DKIM Signature

What is a DKIM Signature? The Key to Email Authentication

30

While there are a few different email authentication protocols, only one comes with a super-secret, encrypted digital key. A DKIM signature helps mailbox providers verify you as the sender while preventing phishing attacks known as email spoofing.

Imagine signing an important letter with invisible ink, which makes it clear the message came from you and no one else. That’s essentially what DKIM does. Of course, it’s not quite that simple.

Let’s take a closer look at the protocol that’s officially named DomainKeys Identified Mail.

Why we need DKIM signatures

The opportunity to communicate with people via email is a powerful privilege. Unfortunately, there are cyber criminals out there who want to take advantage of the trust that brands have built with their customers and subscribers.

By impersonating your brand’s emails and web pages, scammers sneak their way into inboxes and trick people into installing malware or giving up sensitive information. That could include bank accounts, credit card numbers, social security numbers, or logins for online accounts. Email spoofing can easily lead to identity theft.

Improving inbox security

Simple Mail Transfer Protocol (SMTP) is the standard used to send emails over the internet. However, SMTP doesn’t include a way to verify a sender before delivering an email. That made it possible for spammers and scammers to fill inboxes with junk and attempt to spoof trustworthy brands.

Over the last couple of decades, authentication protocols have improved email security by connecting information found in an email’s header with records published on the domain name server (DNS) of a sender’s domain.

The DKIM signature represents one of those protocols. It uses an encrypted key to help mailbox providers detect forged sender addresses.

DKIM is actually the combination of DomainKeys, which Yahoo developed, and Cisco’s Identified Internet Mail. The two combined forces in 2004. The DomainKeys portion was designed to verify the DNS domain of an email sender. Identified Internet Mail is the digital signature portion of the specification.

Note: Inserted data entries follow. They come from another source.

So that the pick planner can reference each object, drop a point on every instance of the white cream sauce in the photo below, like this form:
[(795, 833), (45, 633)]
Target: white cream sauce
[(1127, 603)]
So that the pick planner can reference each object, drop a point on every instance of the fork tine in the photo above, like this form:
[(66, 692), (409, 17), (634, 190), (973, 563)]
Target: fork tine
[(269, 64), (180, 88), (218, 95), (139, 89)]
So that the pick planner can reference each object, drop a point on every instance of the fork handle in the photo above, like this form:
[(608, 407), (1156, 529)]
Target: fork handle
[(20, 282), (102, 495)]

Many major mailbox providers look for DKIM signatures when authenticating emails. That includes Google, Apple Mail, and Outlook

How does a DKIM signature work?

Like other email authentication methods, DKIM lets senders associate a specific domain with their email messages. Records published on the DNS vouch for an email’s authenticity. However, DKIM has a unique way of doing this with an encrypted digital signature.

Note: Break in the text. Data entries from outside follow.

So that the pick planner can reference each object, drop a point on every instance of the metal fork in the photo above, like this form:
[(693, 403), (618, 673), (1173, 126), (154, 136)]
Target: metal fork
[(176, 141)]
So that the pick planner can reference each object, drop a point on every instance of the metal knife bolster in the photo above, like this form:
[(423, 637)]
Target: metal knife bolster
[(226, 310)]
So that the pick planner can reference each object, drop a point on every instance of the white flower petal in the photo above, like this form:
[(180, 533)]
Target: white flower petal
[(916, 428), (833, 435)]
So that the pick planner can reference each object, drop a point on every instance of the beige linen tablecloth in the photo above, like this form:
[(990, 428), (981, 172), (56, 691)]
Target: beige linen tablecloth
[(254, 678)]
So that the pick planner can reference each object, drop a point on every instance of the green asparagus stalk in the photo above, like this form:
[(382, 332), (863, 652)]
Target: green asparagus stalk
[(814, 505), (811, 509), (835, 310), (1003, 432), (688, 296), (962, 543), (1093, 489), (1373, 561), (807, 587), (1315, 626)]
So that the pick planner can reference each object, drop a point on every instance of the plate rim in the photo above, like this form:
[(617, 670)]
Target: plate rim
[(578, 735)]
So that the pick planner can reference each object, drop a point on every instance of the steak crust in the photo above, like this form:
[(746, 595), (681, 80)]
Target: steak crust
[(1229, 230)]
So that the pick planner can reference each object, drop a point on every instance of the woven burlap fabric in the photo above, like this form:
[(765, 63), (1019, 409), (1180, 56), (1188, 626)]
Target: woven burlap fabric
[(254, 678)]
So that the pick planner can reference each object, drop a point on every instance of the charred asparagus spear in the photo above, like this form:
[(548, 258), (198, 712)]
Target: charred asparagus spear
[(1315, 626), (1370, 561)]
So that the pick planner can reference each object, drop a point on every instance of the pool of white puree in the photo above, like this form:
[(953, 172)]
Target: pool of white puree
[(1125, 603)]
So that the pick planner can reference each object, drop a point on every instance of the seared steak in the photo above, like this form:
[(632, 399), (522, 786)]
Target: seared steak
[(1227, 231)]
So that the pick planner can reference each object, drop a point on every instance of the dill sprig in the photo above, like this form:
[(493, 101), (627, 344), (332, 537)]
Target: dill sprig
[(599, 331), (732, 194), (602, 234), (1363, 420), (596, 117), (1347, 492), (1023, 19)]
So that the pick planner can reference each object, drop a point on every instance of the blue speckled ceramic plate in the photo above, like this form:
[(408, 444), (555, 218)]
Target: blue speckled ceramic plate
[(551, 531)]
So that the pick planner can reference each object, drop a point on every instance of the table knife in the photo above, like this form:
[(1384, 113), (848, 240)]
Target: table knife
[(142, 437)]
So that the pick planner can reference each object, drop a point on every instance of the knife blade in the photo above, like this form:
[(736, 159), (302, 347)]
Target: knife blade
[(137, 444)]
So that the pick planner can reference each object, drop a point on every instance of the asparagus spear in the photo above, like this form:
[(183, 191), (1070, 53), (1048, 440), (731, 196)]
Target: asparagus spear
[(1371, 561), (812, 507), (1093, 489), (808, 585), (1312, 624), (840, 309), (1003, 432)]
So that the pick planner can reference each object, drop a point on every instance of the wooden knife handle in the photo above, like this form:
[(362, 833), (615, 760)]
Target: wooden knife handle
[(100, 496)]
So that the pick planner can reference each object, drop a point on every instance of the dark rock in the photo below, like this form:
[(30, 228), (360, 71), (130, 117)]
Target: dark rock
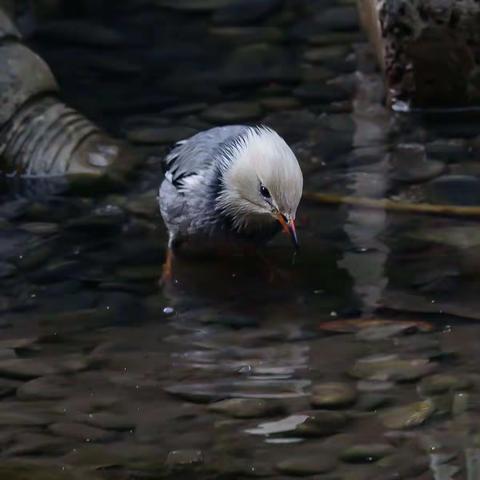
[(248, 407), (79, 431), (7, 270), (45, 388), (391, 367), (158, 135), (182, 458), (80, 32), (408, 416), (232, 112), (339, 19), (245, 35), (304, 465), (318, 93), (410, 165), (321, 423), (195, 5), (366, 453), (442, 383), (332, 395)]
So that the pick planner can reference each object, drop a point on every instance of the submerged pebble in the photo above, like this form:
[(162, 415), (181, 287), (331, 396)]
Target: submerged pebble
[(366, 453), (391, 368), (408, 416), (304, 465), (248, 407)]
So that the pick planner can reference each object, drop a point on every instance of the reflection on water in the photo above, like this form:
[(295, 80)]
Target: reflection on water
[(231, 371)]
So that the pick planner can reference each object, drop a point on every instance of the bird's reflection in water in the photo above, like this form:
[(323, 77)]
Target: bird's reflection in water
[(239, 276)]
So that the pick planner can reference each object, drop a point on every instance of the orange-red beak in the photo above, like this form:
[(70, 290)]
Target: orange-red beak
[(288, 225)]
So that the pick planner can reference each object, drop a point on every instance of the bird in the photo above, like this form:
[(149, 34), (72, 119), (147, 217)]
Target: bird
[(236, 184)]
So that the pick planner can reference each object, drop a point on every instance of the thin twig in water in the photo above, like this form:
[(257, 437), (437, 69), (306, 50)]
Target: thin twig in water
[(393, 206)]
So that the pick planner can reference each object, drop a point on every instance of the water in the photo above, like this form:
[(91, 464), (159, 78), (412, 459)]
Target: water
[(228, 371)]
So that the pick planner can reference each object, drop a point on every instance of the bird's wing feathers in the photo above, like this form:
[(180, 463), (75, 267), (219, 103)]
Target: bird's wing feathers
[(191, 156)]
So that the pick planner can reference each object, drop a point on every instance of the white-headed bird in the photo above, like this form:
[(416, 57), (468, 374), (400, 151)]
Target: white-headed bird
[(230, 183)]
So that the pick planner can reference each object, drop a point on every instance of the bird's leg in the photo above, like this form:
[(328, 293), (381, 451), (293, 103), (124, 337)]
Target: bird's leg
[(167, 269)]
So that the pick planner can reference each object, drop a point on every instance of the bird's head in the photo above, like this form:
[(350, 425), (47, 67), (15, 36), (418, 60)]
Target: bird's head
[(261, 181)]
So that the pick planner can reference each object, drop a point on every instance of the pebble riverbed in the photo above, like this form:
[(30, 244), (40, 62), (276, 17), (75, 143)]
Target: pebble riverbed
[(357, 360)]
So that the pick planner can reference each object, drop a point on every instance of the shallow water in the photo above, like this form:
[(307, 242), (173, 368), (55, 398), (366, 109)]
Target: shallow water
[(228, 371)]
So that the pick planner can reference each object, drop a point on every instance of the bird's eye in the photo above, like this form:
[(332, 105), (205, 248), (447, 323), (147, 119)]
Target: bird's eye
[(264, 191)]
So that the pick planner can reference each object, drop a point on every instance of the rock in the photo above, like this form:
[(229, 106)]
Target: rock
[(159, 135), (408, 416), (366, 453), (40, 228), (405, 465), (8, 387), (340, 19), (232, 112), (383, 332), (37, 444), (45, 388), (183, 458), (145, 205), (258, 64), (246, 35), (285, 425), (79, 431), (110, 421), (248, 407), (325, 54), (304, 465), (446, 149), (20, 419), (7, 270), (195, 5), (441, 383), (26, 368), (321, 423), (423, 66), (246, 13), (372, 401), (318, 93), (332, 395), (79, 32), (410, 164), (454, 190), (359, 325), (391, 367), (280, 103)]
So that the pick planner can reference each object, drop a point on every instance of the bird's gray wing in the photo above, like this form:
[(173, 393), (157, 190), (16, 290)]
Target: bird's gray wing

The DomainKeys in DKIM include a public key published on the DNS record as well as a private key, which is included in an email’s header. That private key is the encrypted digital signature, which should be unique to the sender and match what’s published on the DNS.

How DKIM signatures work
Click to view a larger image

A DKIM signature lets mail transfer agents (MTAs) know where to retrieve information on the public key. That’s used to verify the identity of the sender. If the two keys match, mailbox providers are more likely to deliver it to the inbox. If there is no match, or if there’s no DKIM signature at all, the email is more likely to be rejected or filtered into spam.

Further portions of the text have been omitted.